NAME
oak-chunk-update: Perform long, non-blocking UPDATE/DELETE operation in auto managed small chunks
SYNOPSIS
Delete rows from world.City where population is small:
oak-chunk-update –database=world –execute=”DELETE FROM City WHERE Population < 10000000 AND OAK_CHUNK(City)”
Same as above, provide fully qualified table names:
oak-chunk-update –execute=”DELETE FROM world.City WHERE Population < 10000000 AND OAK_CHUNK(world.City)”
Same as above, use 1oo rows chunk size, verbose:
oak-chunk-update –database=world –execute=”DELETE FROM City WHERE Population < 10000000 AND OAK_CHUNK(City)” –chunk-size=100 –verbose
Same as above, print progress:
oak-chunk-update –database=world –execute=”DELETE FROM City WHERE Population < 10000000 AND OAK_CHUNK(City)” –chunk-size=100 –verbose –print-progress
Same as above, do not log to binary log:
oak-chunk-update –database=world –execute=”DELETE FROM City WHERE Population < 10000000 AND OAK_CHUNK(City)” –chunk-size=100 –verbose –print-progress –no-log-bin
Same as above, sleep for 10 milliseconds between chunks:
oak-chunk-update –database=world –execute=”DELETE FROM City WHERE Population < 10000000 AND OAK_CHUNK(City)” –chunk-size=100 –sleep=100 –verbose
Perform an UPDATE operation:
oak-chunk-update –database=world –execute=”UPDATE City SET Population = Population+1 WHERE OAK_CHUNK(City)”

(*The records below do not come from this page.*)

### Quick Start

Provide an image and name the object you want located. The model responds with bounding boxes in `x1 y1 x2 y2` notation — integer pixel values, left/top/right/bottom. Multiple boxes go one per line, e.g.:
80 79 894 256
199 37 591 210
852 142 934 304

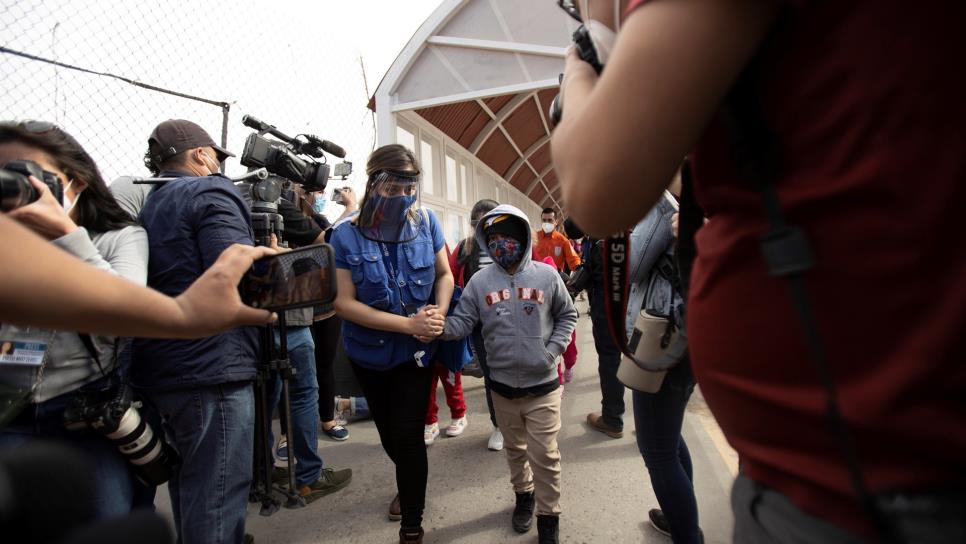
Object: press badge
0 340 47 367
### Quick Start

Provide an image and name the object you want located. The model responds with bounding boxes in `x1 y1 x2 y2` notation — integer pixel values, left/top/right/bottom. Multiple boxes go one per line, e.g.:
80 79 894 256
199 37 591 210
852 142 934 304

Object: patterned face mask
486 236 523 269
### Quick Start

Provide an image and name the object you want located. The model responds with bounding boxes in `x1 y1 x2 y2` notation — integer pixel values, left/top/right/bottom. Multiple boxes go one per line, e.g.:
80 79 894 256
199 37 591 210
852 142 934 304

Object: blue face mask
486 238 523 269
371 195 416 225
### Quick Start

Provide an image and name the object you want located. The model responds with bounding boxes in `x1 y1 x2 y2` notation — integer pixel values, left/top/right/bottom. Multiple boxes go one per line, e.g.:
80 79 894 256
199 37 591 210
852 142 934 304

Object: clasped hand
409 304 446 343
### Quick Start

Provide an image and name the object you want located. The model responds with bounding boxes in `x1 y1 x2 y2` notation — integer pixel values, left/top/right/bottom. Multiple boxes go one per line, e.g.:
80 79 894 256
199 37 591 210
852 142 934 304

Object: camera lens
105 406 176 485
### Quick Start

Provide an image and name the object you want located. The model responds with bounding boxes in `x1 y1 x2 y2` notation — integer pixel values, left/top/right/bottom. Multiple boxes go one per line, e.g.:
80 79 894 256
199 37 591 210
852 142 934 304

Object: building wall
395 111 541 248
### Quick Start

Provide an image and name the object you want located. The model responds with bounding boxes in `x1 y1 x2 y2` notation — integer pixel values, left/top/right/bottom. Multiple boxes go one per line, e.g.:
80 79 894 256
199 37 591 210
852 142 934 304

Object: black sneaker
299 468 352 504
647 508 671 536
513 491 534 533
537 516 560 544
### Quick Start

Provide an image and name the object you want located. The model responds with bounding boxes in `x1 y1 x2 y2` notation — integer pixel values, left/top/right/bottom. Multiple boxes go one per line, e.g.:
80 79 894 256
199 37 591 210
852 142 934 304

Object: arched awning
370 0 576 210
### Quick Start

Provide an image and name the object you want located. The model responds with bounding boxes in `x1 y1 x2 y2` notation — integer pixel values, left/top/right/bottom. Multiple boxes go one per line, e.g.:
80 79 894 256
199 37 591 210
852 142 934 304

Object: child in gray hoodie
441 205 577 544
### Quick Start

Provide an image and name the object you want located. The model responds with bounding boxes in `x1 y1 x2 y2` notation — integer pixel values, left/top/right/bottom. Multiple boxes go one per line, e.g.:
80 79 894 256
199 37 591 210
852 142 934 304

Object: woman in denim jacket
331 144 453 542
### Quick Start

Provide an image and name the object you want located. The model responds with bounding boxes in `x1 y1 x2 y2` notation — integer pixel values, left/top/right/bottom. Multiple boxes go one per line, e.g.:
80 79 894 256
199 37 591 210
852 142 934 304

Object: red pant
426 363 466 425
557 329 577 383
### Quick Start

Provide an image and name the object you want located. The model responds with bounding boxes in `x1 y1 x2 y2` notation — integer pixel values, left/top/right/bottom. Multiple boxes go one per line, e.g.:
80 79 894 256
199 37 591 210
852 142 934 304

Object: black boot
537 516 560 544
513 491 533 533
399 527 423 544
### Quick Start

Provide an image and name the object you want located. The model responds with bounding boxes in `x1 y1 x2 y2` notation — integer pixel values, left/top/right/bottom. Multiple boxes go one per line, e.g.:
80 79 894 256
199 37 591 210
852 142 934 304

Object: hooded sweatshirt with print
441 205 577 398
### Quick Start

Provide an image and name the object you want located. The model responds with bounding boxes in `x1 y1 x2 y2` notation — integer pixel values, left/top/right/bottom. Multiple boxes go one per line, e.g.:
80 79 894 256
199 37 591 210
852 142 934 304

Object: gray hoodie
442 205 577 389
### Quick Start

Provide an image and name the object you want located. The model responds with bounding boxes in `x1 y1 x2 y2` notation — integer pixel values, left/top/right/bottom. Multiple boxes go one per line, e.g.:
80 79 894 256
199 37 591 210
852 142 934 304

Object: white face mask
61 180 80 213
584 19 617 66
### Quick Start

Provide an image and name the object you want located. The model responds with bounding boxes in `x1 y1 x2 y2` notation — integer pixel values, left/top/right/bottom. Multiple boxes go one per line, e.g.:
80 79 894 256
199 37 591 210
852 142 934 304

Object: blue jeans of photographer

Perform a multi-table UPDATE operation, choose world.City as chunking table:
oak-chunk-update –execute=”UPDATE City, Country SET City.District = ‘unknown’ WHERE City.CountryCode = Country.Code AND Country.Continent = ‘Africa’ AND OAK_CHUNK(City)”
Provide connection parameters. Prompt for password:
oak-chunk-update –user=root –ask-pass –socket=/tmp/mysql.sock –database=world –execute=”DELETE FROM City WHERE Population < 10000000 AND OAK_CHUNK(City)”
Use a defaults file for parameters.
oak-chunk-update –defaults-file=/home/myuser/.my-oak.cnf –database=world –execute=”DELETE FROM City WHERE Population < 10000000 AND OAK_CHUNK(City)”
DESCRIPTION
This utility allows for splitting long running or non-indexed UPDATE/DELETE oprations, optionally multi-table ones.
Long running updating queries are often used. Some examples:
- Purging old table records (e.g. purging old logs).
- Updating a column on a table scale.
- Deleting or updating a small number of rows, but with a non-indexed search condition.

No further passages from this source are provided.